For these reasons, we conclude that the Planning Commission never reached a decision
on Applicant’s application for site plan approval, and that, therefore, Applicant’s proposal was
deemed approved 45 days after the Planning Commission closed its public hearing on the
proposal—that is, it was deemed approved on October 27, 2011. We therefore GRANT
Main St. Place, LLC (PC tie vote), No. 168-11-11 Vtec (EO on Cross-Mots for Summ. J.) (06-19-12) Pg. 5 of 5.
Applicant’s motion seeking summary judgment that its application was deemed approved and
DENY the Village’s cross-motion on this issue.
Conclusion
Although we conclude that Applicant’s application was deemed approved, these rulings
do not conclude the matter before us. Qualifying parties are entitled to appeal a deemed
approved decision of an appropriate municipal panel under 24 V.S.A § 4471(a), just as they can
appeal affirmatively rendered decisions. To hold otherwise would create a perverse incentive
for applicants to encourage delay in the proceedings of an appropriate municipal panel.
Generally, appeals from the decisions of municipal panels must be filed 30 days after the
date of the decision, and an additional 34 days is granted for subsequent cross-appeals.
V.R.E.C.P. 5(b), (f).3 Here, the Village’s notice of appeal was filed on November 15, 2011, within
thirty days of Applicant’s proposal becoming deemed approved, and Applicant’s cross-appeal
followed on November 29, 2011, also within the required time period.
Because the first Question from both Applicant’s and the Village’s Statement of
Questions is addressed by our resolution of the cross-motions for summary judgment, the only
Questions remaining for our review in Docket No. 168-11-11 Vtec are Question 2 from the
Applicant’s Statement of Questions and Questions 2 and 3 from the Village’s Statement of
Questions. The parties should prepare to address those legal issues at trial.

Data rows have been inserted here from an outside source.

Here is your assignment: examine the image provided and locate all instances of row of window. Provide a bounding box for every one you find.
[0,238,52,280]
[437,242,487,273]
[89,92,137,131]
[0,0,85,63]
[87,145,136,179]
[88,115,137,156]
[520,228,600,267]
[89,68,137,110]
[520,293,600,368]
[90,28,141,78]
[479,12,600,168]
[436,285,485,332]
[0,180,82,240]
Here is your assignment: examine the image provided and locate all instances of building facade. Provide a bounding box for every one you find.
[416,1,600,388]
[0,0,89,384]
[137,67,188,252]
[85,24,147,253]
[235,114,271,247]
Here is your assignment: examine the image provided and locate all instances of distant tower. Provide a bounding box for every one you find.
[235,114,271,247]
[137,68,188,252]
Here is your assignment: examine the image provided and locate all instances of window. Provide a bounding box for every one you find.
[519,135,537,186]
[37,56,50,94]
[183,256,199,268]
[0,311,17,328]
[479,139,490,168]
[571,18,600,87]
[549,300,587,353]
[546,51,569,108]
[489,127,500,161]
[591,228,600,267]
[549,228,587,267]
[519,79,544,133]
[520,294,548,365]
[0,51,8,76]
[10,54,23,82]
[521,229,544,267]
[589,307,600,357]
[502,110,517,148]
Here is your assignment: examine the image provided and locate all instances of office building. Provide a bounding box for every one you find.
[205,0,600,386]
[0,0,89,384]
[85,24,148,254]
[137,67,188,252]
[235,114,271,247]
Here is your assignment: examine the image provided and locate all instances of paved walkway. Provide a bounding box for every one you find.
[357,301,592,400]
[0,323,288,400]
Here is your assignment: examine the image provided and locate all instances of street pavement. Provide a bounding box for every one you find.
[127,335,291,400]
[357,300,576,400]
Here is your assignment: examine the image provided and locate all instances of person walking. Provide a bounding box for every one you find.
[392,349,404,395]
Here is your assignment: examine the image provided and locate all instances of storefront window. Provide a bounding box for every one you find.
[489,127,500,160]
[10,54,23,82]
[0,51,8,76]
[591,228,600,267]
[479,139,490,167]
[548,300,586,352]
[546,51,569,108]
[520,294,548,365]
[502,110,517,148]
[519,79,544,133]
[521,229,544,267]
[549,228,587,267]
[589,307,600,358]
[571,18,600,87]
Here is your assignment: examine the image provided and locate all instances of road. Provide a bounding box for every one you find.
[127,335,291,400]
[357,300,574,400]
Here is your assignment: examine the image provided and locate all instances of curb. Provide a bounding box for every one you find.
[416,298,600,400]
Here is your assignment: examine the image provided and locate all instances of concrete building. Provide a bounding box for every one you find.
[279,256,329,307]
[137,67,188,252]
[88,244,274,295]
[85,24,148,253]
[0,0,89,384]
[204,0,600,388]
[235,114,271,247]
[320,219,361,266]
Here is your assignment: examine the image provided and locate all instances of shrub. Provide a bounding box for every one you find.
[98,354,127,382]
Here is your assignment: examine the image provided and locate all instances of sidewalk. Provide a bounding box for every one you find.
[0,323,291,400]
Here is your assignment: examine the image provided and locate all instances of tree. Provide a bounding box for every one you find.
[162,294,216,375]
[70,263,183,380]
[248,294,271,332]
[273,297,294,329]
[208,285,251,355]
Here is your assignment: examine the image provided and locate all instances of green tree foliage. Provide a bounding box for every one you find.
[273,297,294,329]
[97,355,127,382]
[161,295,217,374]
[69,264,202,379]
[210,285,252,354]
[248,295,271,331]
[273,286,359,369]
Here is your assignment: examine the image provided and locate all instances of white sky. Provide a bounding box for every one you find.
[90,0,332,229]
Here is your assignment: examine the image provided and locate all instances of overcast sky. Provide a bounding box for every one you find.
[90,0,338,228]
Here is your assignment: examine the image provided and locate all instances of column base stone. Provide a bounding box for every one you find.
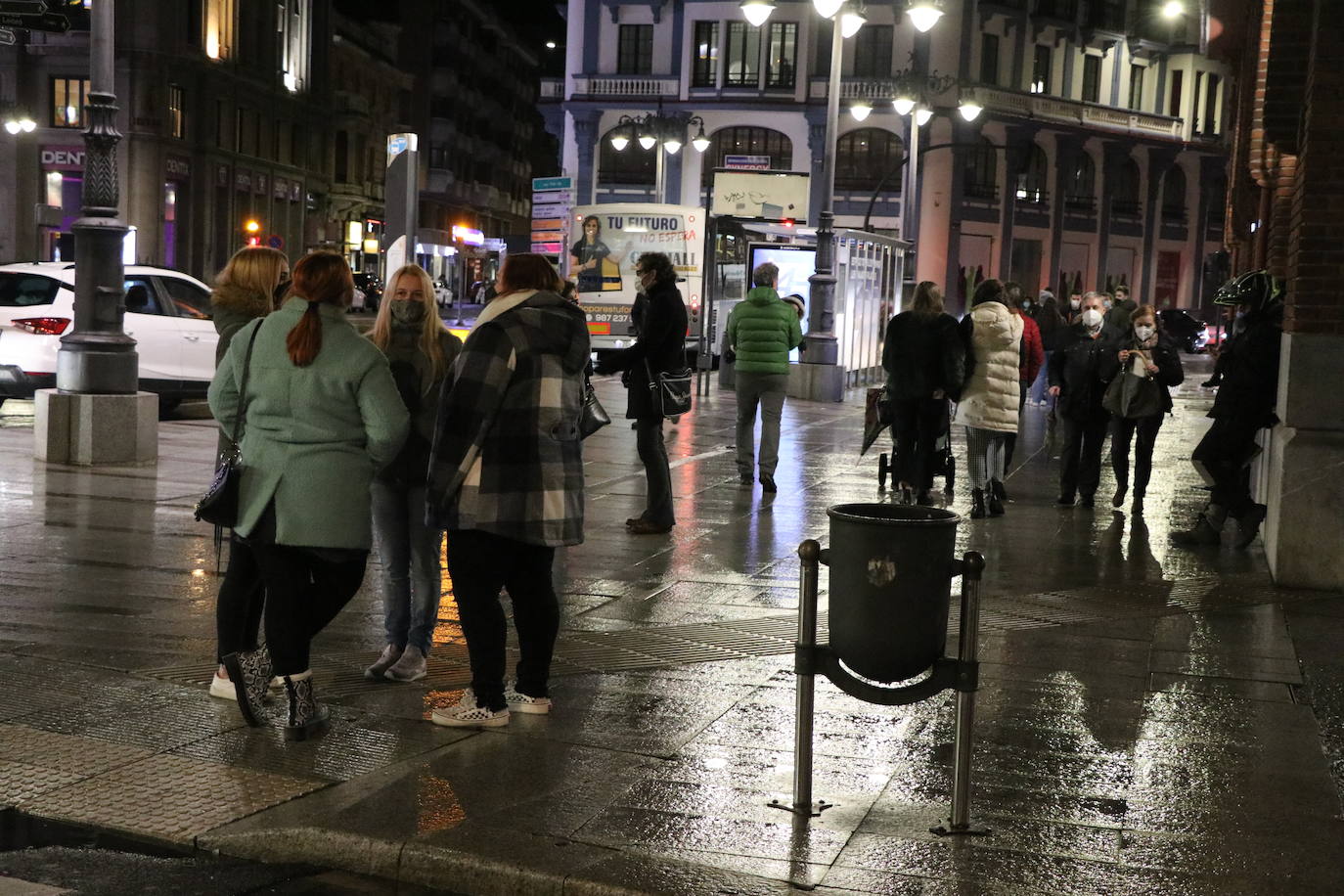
[32,389,158,467]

_________________________________________ June 19, 2012
Thomas S. Durkin, Judge Date
=============================================================================
Date copies sent to: ____________ Clerk's Initials _______
Copies sent to:
Jon T. Anderson, Attorney for Main Street Place, LLC
Paul S. Gilles, Attorney for Village of Derby Line
3Cross-appeals must be filed within 14 days after the original appellant files a statement of questions,
which is due 20 days after the original notice of appeal is filed. V.R.E.C.P. 5(b), (f).